Fast food chains operate largely through franchise agreements, where restaurants are operated by third parties.
Franchising makes it more complicated for international companies to close Russian locations.
Contracts can only be terminated if one of the parties violates the terms, an expert told Insider.
While many western companies were able to halt business in Russia almost immediately after saying they would, for others, it has been more complex.
Rather than owning and operating their own stores in Russia, many fast-food chains franchise out their brand to other third-party operators.
This means that they enter into a long-term agreement that permits a third party to use their brand. While they will give franchisees guidance and support to ensure the quality meets their own criteria, once they enter into this agreement, they won't have full control over these locations.

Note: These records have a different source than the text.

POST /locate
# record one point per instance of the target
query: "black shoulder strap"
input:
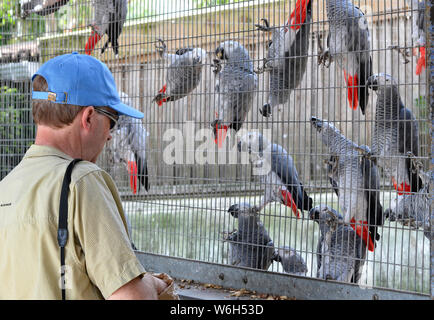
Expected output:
(62, 231)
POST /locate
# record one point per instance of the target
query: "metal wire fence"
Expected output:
(251, 152)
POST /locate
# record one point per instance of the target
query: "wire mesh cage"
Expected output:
(290, 138)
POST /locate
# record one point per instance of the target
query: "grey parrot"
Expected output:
(291, 261)
(40, 7)
(287, 55)
(183, 74)
(250, 245)
(235, 87)
(414, 210)
(128, 146)
(419, 35)
(355, 179)
(349, 44)
(396, 134)
(109, 18)
(340, 251)
(281, 181)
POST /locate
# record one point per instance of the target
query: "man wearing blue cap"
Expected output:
(75, 104)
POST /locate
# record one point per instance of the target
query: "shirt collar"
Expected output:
(43, 151)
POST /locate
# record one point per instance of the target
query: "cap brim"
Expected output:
(127, 110)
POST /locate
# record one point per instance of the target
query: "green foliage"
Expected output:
(16, 128)
(212, 3)
(8, 8)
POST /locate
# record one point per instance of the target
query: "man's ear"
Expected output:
(86, 117)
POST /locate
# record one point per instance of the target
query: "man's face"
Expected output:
(101, 132)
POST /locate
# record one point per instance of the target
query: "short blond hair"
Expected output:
(51, 114)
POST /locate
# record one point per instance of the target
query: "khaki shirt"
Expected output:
(99, 258)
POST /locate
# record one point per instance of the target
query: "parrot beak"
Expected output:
(316, 122)
(220, 53)
(314, 214)
(372, 82)
(234, 210)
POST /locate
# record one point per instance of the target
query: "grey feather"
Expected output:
(355, 177)
(349, 43)
(280, 174)
(286, 62)
(184, 72)
(340, 252)
(40, 7)
(413, 210)
(129, 144)
(292, 262)
(235, 86)
(396, 132)
(250, 245)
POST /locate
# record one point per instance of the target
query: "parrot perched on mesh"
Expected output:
(250, 245)
(340, 251)
(291, 261)
(349, 44)
(235, 88)
(355, 180)
(183, 74)
(109, 18)
(281, 180)
(414, 209)
(128, 146)
(40, 7)
(419, 36)
(396, 134)
(287, 55)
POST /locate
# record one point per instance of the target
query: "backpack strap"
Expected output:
(62, 231)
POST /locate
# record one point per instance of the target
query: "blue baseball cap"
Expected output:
(81, 80)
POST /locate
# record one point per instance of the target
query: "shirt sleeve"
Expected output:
(100, 226)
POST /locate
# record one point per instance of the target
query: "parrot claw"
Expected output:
(217, 66)
(256, 209)
(265, 67)
(366, 153)
(265, 27)
(405, 53)
(417, 164)
(324, 56)
(266, 110)
(162, 48)
(325, 59)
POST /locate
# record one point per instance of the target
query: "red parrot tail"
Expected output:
(361, 228)
(289, 202)
(221, 133)
(421, 63)
(161, 101)
(403, 188)
(132, 169)
(298, 16)
(353, 90)
(91, 42)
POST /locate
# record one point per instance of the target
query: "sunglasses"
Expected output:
(113, 117)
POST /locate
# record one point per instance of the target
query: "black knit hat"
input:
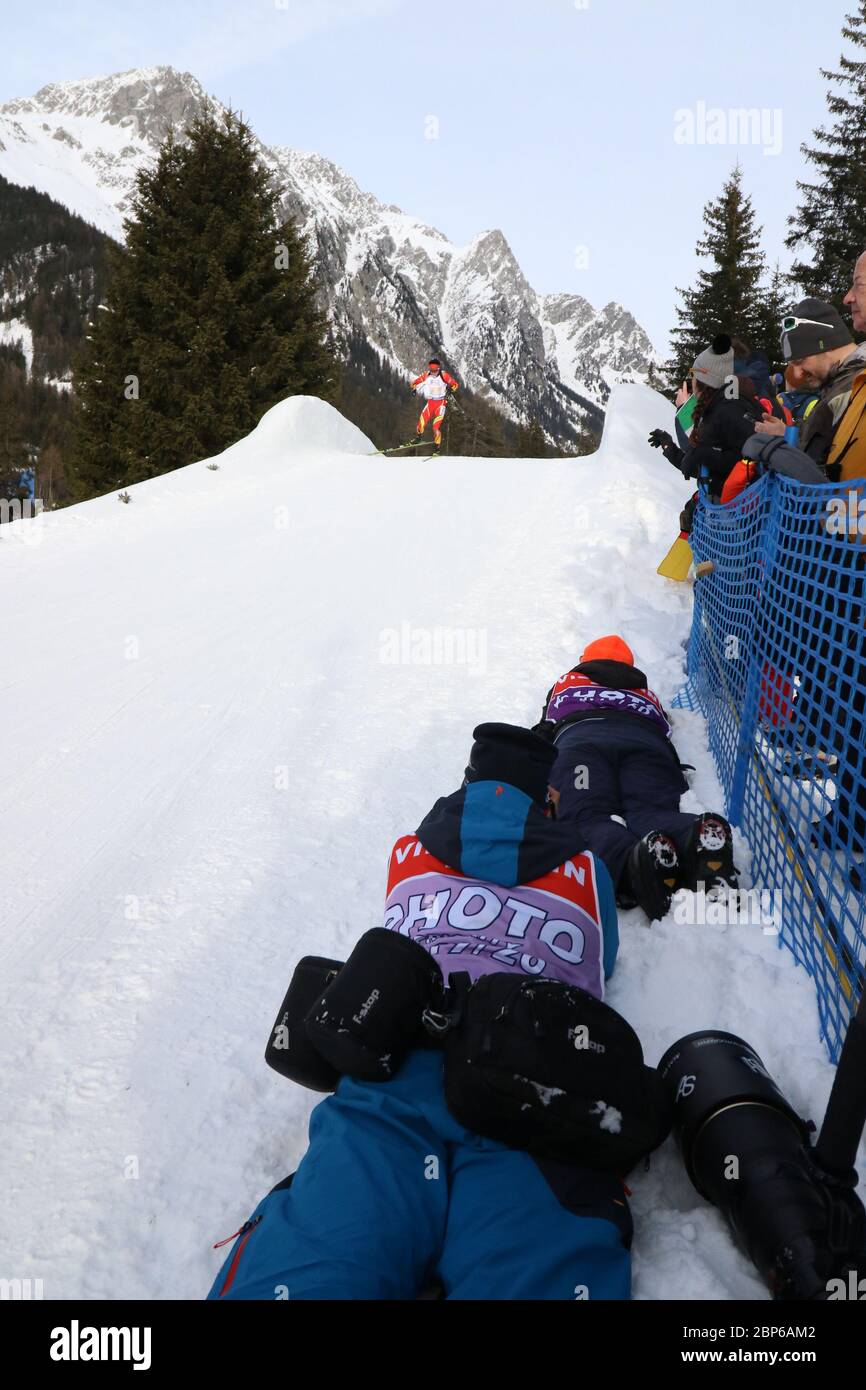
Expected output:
(513, 755)
(815, 327)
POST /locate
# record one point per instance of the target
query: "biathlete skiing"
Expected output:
(434, 385)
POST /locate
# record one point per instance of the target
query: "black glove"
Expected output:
(659, 439)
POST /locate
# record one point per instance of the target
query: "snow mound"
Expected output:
(303, 423)
(232, 699)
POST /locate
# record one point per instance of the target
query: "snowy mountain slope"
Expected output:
(402, 284)
(216, 754)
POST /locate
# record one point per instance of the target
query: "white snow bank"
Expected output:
(302, 424)
(221, 734)
(18, 334)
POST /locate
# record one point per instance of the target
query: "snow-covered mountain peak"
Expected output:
(387, 275)
(145, 99)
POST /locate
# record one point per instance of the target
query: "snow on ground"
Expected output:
(214, 751)
(15, 332)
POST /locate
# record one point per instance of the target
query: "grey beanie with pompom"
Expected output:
(715, 366)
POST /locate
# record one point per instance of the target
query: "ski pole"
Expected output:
(845, 1116)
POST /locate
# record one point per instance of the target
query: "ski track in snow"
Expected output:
(159, 883)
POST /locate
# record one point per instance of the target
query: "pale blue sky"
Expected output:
(556, 118)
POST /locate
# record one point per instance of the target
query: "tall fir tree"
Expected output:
(729, 296)
(210, 316)
(830, 224)
(774, 305)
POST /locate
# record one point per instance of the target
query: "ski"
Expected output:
(399, 448)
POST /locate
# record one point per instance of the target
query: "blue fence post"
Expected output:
(761, 567)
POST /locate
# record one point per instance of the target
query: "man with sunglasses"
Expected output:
(434, 385)
(818, 344)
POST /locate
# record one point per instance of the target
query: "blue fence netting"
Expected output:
(777, 665)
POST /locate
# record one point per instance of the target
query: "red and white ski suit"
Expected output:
(434, 387)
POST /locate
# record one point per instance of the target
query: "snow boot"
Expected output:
(709, 854)
(651, 875)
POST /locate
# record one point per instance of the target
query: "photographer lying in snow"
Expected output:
(620, 780)
(478, 1133)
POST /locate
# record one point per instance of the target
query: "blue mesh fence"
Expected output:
(777, 665)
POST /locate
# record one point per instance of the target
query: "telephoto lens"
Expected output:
(748, 1153)
(289, 1050)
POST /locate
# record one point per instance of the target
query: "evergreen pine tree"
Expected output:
(729, 296)
(210, 314)
(830, 223)
(776, 302)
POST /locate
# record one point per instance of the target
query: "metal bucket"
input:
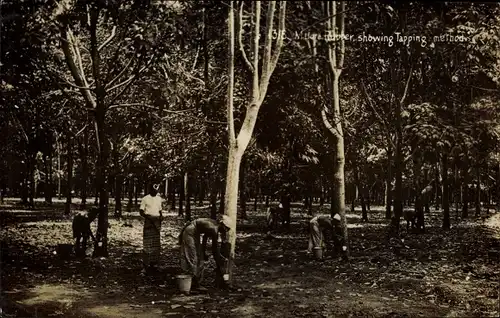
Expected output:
(64, 250)
(184, 283)
(318, 253)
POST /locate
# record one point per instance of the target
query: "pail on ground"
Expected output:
(64, 250)
(318, 252)
(184, 283)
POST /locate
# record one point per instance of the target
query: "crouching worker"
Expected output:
(82, 231)
(322, 226)
(193, 252)
(151, 210)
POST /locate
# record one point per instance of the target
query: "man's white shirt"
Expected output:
(151, 205)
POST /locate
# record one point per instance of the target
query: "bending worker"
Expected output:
(193, 254)
(325, 224)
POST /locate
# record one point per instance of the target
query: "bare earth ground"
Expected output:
(436, 274)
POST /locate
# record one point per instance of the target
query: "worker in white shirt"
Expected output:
(151, 210)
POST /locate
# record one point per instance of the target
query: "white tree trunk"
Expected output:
(239, 143)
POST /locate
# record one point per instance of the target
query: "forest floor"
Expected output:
(453, 273)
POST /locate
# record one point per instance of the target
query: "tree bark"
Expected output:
(85, 168)
(238, 145)
(478, 190)
(59, 171)
(130, 193)
(182, 196)
(243, 194)
(48, 168)
(446, 202)
(188, 196)
(69, 184)
(498, 188)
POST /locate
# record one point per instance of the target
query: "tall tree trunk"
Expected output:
(446, 202)
(101, 243)
(478, 190)
(118, 195)
(118, 182)
(243, 194)
(136, 190)
(48, 170)
(59, 171)
(182, 196)
(130, 193)
(85, 168)
(237, 145)
(436, 188)
(336, 63)
(222, 199)
(388, 187)
(69, 184)
(187, 191)
(498, 188)
(213, 200)
(353, 201)
(456, 189)
(364, 214)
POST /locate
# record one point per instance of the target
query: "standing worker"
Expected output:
(151, 210)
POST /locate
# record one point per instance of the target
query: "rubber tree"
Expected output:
(336, 54)
(101, 93)
(260, 82)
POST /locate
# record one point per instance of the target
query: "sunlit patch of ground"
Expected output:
(61, 293)
(125, 311)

McDonald's was the first major US fast-food chain to pull out of Russia on March 8, and other big chains quickly followed suit. However, some of the 100 franchise-operated Russian locations are still open, McDonald's confirmed to Ria Novosti.
Papa John's has faced a similar problem of a franchisee that doesn't want to close. Christopher Wynne, an American from Colorado, owns a company that operates 190 Papa John's locations in Russia, The New York Times reported.
The companies are speaking out to distance themselves from franchisees still operating in Russia.
"We at Papa Johns took swift action to cease any and all corporate operations in Russia including withdrawing any form of corporate support for the restaurants there. We do not own any assets or have any employees in Russia. We also are not deriving any income from Russia at this point. That being said, we cannot unilaterally cause the independent franchisees that operate there to stop operations," Papa John's told Insider. "We hope for a fast arrival of a peaceful outcome. Until that happens, we will not be operating in Russia as a company."
The president of Burger King's parent company Restaurant Brands International was similarly upfront about the limitations of a franchise agreement in a letter to employees this week.
"Would we like to suspend all Burger King operations immediately in Russia? Yes. Are we able to enforce a suspension of operations today? No," he said, wrote, explaining that a "complicated legal process" prevents it from forcing franchisees to halt business.
"There are no legal clauses that allow us to unilaterally change the contract or allow any one of the partners to simply walk away or overturn the entire agreement," he said. "Any current attempt to enforce our contract would ultimately require the support of Russian authorities on the ground and we know that will not practically happen anytime soon."
Robert Lands, a lawyer at Howard Kenney who focuses on intellectual property law, said it's not easy for brands to duck out of these agreements.
"They can't just rip up a franchisee agreement as the franchisee hasn't done anything wrong, it's the government that is the issue," he told Insider.
Only if a franchisee is acting in a way that harms the brand then they would have a right to terminate the contract, he said.
"But, if they are not doing anything other than being in Russia then you don't have a right to terminate the contract so you would have to wait until it comes up for renewal, and not renew it, or negotiate an exit," he said.